Wednesday, January 2, 2013

DR Congo: Punishing M23.

The BBC reports



DR Congo M23 rebels placed under UN sanctions


                                        Cartoon:  Radio Netherlands International 

The UN Security Council has imposed sanctions on leaders of the M23 rebel movement in DR Congo.
Under the measures, those linked to the group will have their assets frozen and be barred from travel. Similar measures were taken against Rwandan FDLR rebels.
Made up of deserters from the army, the M23 captured Goma - on DR Congo's eastern border with Rwanda - from government and UN troops last month.
It later withdrew from the city, following international condemnation.
Yawn.
The New Year's Eve sanctions come the day before Rwanda joins the Security Council for a two-year term.
The UN and DR Congo government accuse Rwanda and Uganda of backing the rebels, an allegation they strongly deny.
Rwanda is widely seen as having backed armed groups in the east of DR Congo as a way to fight Hutu rebels, such as the FDLR, who fled there after the 1994 genocide.
It has been accused of using militias as proxies in an on-going battle for the region, which is rich in minerals.

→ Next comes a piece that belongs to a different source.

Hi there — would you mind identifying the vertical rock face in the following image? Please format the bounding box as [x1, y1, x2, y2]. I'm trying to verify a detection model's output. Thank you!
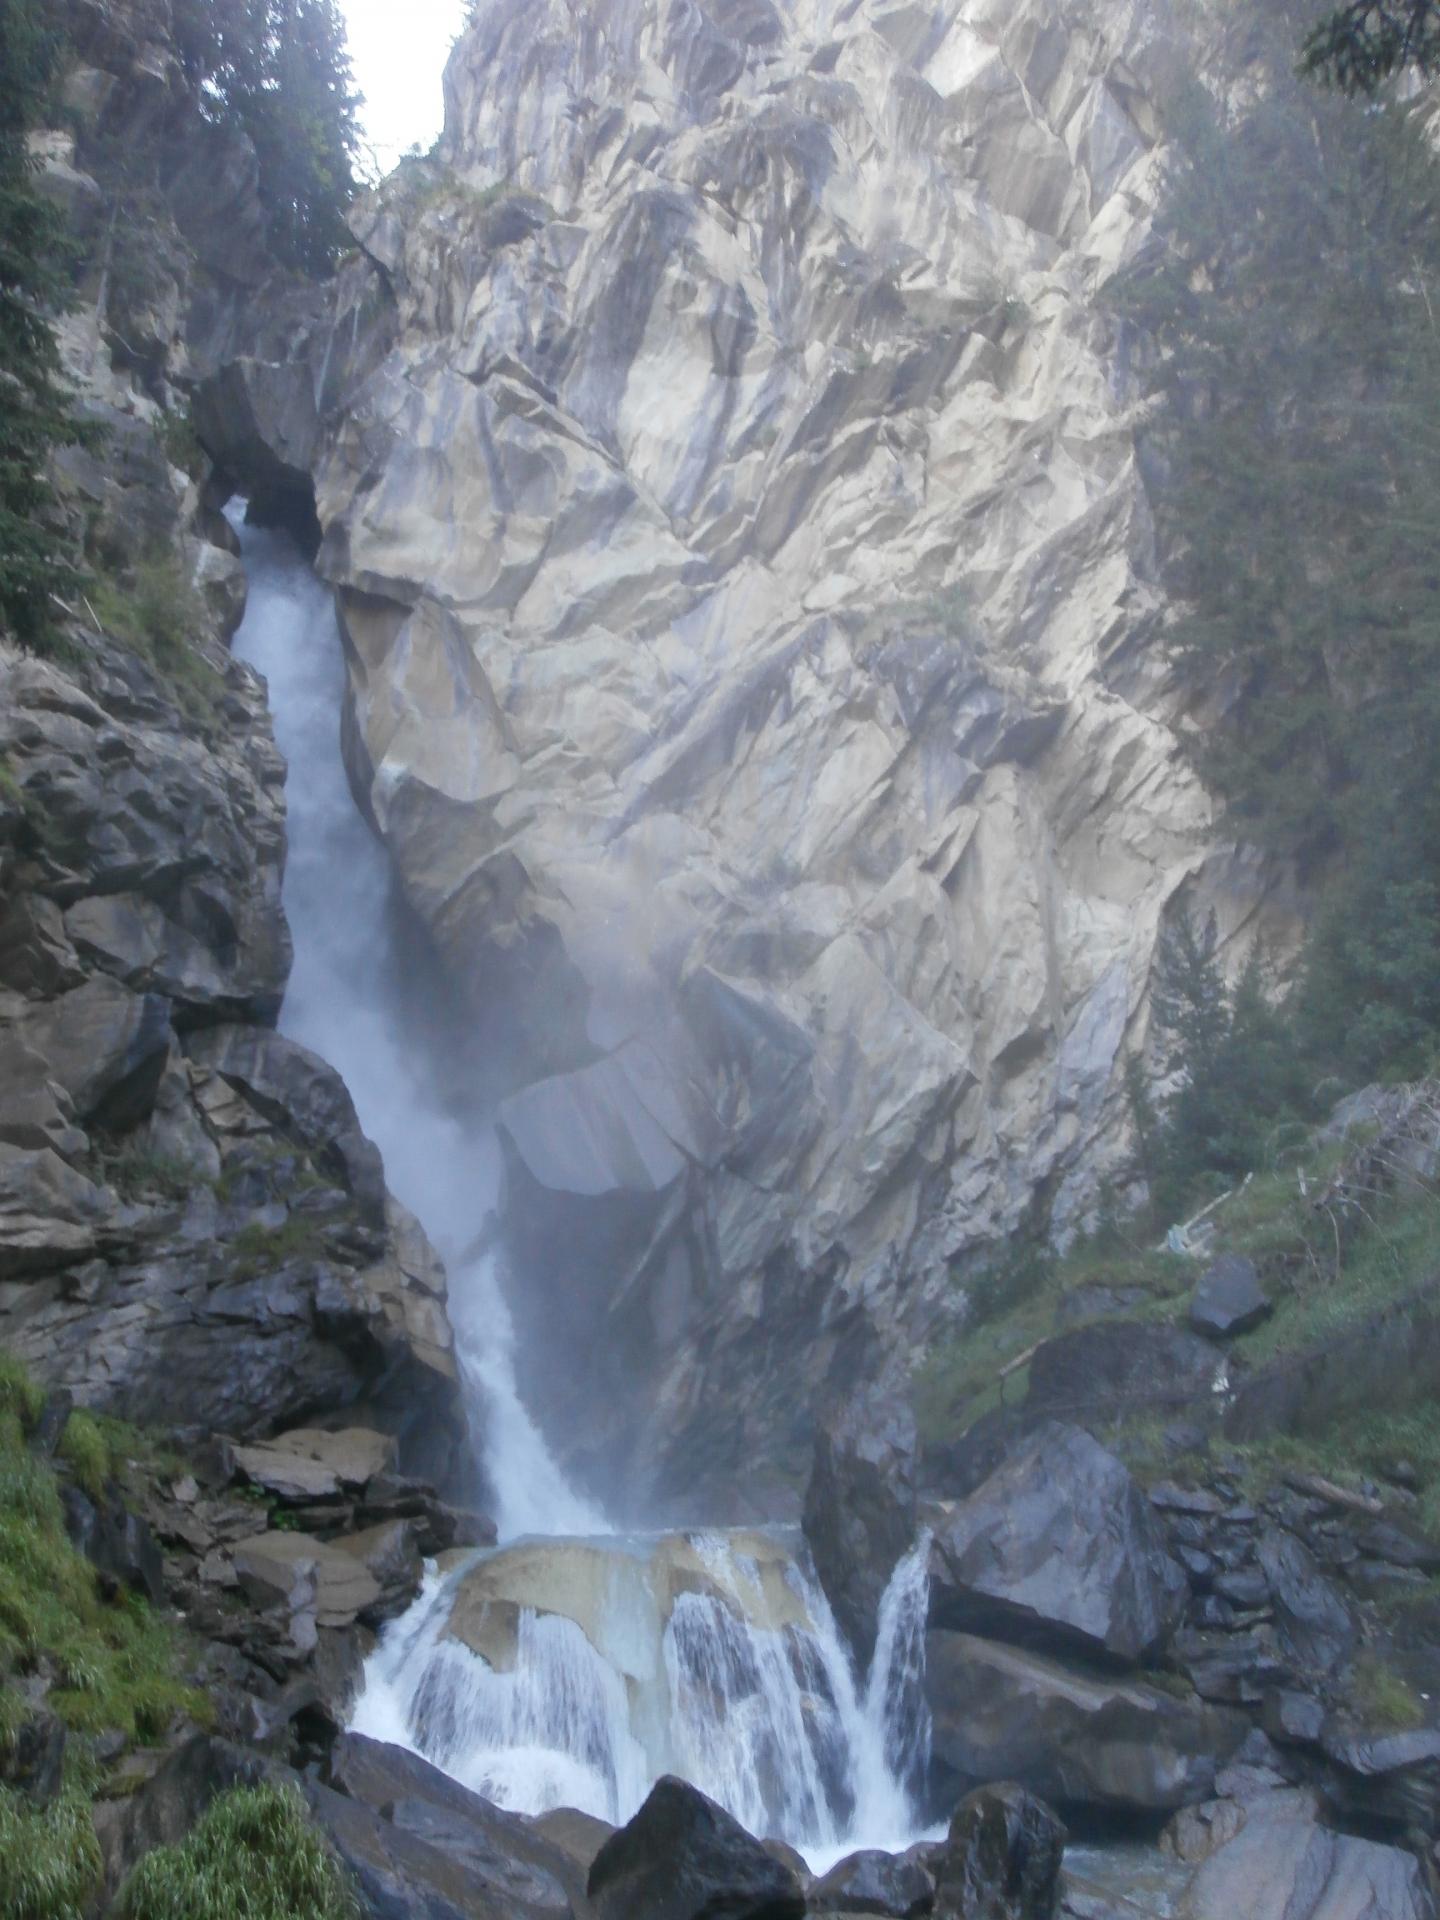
[302, 0, 1276, 1510]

The Rwandan government strenuously denies the accusations.
And the reward ? A seat on the UN Security Council. Mines and Communities reports.
" Following the looting of stockpiles, Rwanda and Uganda have been extracting diamonds, gold, coltan, timber and coffee from the eastern Congo and illegally exporting these to the West. Rwanda has made U.S.$250 million in 18 months from coltan exports alone. According to the "Christian Science Monitor," every day cargo flights full of diamonds, gold and palm oil leave the Congo for Kigali and Kampala (Uganda's capital). Seven to ten such daily flights come into Kigali. Most of their cargo is loaded on to planes bound for Europe. Diamond exports from Rwanda and Uganda to the West have surged since 1998 yet neither country has any diamond mines. During 1999-2000, Uganda exported U.S.$3 million worth of diamonds. Diamond dealers in the Congo provide U.S.$2 million a year to the Rwandan army."
The M23 rebellion started when a militia that had been absorbed into the Congolese army mutinied and went on the rampage in the eastern part of the country.
Since then some 700,000 people have been displaced by fighting between the M23 and the army.
Sanctions. That is the best the world can do. Not 700,000 but 900,000 refugees and internally displaced people and a fucking travel ban is it.